Since the election, Tadic has indicated that he will support the government of Premier Vojislav Kostunica, thereby reducing the influence of the Socialist Party (SPS). However, the office of president holds little authority over day-to-day policy-making, and Tadic's election may not necessarily translate into real change for Serbian politics. The election leaves Serbia's minority government highly vulnerable to pressure from the nationalist right as well as the pro-European centre. Upcoming country-wide municipal elections and provincial elections in Vojvodina -- both scheduled for September -- will be seen by the government as a crucial test for possible early parliamentary elections.

Despite Tadic's election, the Serbian government appears reluctant to restart cooperation with the war crimes tribunal in The Hague (International Criminal Tribunal for the Former Yugoslavia [ICTY]).
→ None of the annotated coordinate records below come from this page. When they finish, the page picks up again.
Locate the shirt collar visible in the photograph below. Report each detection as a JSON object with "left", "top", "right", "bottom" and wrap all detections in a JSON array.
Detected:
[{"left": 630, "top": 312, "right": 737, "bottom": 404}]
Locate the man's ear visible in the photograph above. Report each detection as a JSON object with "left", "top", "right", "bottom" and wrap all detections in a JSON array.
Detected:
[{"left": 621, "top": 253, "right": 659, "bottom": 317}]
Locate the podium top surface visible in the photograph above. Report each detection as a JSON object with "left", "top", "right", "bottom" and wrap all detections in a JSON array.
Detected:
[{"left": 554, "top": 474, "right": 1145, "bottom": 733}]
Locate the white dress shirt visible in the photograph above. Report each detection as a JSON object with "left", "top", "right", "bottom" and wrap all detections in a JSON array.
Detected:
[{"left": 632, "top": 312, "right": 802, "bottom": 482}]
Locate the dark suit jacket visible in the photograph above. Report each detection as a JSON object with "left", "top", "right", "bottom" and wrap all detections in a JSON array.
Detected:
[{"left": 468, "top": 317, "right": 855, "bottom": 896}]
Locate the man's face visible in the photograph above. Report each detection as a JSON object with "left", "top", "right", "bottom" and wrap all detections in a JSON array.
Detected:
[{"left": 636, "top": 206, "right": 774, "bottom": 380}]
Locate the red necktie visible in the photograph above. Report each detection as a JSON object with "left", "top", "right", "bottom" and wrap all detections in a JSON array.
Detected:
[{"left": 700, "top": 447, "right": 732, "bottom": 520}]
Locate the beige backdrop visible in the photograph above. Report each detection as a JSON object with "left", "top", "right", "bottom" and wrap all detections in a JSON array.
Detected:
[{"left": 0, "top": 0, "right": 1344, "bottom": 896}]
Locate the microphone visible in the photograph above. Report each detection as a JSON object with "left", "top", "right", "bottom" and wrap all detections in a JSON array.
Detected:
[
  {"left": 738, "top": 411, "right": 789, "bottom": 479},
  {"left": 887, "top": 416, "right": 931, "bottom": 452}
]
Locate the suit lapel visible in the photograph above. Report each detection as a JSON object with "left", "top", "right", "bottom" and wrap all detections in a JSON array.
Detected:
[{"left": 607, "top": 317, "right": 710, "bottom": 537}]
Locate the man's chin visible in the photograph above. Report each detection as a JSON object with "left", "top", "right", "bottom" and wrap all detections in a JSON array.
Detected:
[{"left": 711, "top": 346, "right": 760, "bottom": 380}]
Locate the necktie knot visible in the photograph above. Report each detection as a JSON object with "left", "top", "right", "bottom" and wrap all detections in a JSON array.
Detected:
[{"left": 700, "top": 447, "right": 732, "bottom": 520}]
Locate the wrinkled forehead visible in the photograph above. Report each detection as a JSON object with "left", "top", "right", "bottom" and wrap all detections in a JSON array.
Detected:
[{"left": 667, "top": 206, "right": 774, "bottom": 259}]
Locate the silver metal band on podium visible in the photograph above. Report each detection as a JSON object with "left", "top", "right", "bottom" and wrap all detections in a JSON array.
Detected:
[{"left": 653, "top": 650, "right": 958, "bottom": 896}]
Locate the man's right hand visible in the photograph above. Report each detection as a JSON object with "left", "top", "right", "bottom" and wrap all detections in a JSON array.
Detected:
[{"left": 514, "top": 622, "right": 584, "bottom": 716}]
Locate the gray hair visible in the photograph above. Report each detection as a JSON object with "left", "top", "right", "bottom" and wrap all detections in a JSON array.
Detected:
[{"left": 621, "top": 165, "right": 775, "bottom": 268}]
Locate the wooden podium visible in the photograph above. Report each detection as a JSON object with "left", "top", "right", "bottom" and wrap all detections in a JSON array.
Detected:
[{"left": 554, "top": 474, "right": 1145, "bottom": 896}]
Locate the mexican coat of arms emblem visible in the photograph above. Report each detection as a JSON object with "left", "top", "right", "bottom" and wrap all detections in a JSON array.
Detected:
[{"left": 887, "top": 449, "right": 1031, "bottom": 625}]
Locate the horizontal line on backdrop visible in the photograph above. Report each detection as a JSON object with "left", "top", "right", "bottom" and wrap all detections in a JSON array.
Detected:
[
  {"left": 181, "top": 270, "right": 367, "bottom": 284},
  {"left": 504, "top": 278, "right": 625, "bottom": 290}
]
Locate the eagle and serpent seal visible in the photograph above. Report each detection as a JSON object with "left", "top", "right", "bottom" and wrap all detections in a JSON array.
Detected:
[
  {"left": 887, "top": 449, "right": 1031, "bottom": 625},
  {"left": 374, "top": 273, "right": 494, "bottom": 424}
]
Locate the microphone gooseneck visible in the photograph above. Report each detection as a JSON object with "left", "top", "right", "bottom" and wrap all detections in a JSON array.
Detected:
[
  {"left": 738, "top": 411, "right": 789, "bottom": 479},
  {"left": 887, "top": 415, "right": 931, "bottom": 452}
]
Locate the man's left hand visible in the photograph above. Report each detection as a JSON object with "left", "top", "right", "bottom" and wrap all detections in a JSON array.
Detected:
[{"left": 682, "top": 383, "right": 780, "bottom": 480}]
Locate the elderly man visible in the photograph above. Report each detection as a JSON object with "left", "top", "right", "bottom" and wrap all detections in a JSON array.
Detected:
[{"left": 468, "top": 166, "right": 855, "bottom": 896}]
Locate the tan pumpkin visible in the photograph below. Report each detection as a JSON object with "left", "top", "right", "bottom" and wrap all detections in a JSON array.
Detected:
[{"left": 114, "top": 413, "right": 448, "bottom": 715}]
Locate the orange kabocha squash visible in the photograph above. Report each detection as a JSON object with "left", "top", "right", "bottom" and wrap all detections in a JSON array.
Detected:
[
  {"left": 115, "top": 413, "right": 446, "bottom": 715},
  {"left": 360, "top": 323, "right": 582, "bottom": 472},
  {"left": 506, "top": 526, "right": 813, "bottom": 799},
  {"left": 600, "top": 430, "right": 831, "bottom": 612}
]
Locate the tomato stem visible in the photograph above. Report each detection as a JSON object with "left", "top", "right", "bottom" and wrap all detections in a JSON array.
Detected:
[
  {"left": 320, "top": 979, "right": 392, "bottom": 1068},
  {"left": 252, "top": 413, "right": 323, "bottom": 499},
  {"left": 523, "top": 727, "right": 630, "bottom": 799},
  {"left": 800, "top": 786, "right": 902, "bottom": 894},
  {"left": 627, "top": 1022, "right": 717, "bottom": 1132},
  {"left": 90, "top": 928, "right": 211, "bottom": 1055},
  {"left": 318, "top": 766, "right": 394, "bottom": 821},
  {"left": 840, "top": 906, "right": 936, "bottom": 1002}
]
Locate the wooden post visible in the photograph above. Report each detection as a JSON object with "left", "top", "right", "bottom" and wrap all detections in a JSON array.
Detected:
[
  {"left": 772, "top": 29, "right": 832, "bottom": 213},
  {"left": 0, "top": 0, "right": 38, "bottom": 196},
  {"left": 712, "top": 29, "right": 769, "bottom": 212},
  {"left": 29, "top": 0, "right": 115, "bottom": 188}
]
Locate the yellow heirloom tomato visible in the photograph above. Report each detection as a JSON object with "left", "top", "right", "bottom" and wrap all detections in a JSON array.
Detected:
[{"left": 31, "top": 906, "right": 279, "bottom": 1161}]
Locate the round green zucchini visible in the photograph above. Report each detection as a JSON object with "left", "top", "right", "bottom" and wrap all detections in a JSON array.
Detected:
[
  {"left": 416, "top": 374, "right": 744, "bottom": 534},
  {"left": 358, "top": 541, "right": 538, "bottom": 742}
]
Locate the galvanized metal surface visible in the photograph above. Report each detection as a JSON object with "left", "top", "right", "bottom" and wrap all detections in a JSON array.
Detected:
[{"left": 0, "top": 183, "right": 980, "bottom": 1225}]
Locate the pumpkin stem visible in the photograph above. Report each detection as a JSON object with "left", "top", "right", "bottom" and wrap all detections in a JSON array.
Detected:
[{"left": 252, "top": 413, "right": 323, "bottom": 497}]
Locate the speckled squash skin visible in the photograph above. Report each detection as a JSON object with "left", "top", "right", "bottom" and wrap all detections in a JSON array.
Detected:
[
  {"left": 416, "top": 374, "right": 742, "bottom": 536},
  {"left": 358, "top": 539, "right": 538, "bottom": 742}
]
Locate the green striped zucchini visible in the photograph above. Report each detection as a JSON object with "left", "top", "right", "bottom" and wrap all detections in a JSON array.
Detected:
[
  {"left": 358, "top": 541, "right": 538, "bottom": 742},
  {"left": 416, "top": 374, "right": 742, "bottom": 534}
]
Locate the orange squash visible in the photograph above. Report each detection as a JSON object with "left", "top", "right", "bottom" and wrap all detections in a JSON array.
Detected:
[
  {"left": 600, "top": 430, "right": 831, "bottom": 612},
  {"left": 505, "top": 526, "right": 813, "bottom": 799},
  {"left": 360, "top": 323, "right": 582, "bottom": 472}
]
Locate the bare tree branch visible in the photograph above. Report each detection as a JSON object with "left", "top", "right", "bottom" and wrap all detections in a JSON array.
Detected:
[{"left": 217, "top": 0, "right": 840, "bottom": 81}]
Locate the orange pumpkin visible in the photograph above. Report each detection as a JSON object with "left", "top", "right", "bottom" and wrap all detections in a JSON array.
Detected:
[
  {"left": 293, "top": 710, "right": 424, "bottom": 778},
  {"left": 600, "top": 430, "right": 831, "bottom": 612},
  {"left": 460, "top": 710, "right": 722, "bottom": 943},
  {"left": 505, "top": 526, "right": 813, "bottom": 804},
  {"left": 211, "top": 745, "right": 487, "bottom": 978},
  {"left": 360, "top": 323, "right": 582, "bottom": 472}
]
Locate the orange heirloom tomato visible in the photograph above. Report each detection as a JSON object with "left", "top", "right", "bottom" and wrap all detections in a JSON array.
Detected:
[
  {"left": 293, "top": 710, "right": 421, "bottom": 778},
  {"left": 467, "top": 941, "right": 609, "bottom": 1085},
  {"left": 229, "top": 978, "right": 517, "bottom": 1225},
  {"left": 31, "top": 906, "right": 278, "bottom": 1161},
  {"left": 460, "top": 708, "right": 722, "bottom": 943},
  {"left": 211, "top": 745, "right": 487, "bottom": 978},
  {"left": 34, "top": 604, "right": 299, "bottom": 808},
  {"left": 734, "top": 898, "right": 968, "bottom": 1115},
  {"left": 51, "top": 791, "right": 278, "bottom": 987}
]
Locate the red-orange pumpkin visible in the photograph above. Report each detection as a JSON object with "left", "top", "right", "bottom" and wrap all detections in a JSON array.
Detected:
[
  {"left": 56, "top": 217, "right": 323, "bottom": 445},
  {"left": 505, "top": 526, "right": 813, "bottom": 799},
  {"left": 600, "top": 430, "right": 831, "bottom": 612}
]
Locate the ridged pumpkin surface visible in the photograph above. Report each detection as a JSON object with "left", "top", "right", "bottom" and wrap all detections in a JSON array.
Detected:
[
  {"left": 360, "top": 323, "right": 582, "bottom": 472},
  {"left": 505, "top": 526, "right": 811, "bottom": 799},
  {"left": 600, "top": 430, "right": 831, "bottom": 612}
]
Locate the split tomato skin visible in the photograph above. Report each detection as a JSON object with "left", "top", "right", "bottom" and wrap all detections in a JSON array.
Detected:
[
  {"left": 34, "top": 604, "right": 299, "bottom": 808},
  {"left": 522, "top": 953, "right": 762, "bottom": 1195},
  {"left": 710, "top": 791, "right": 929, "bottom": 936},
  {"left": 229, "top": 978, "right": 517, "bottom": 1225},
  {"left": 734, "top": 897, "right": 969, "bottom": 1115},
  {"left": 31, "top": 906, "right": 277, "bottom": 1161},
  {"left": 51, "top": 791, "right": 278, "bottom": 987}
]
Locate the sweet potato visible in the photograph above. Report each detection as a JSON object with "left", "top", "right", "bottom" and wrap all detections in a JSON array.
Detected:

Rhetoric and ever-increasing international pressure aside, it is uncertain if anyone sought by the ICTY will be arrested or transferred prior to the September elections. Reform legislation has stalled, and relations with minorities in the ethnically mixed Vojvodina province have worsened noticeably and could be subject to further deterioration.

In this presidential election, Serbia's electorate demonstrated increased sophistication and signalled that it is no longer obsessed with the politics of nationalism. The economy dominated the election debate -- neither Kosovo nor the ICTY played a significant part in the campaign rhetoric. Both the first and second rounds of the election signalled broad disenchantment with the transition process and with politics as usual. But the emergence of a new face from the oligarchy -- one-time Milosevic crony Bogoljub Karic -- as an increasingly powerful political force sends a powerful message to Belgrade's self-absorbed political elites of possible populist trends in the future.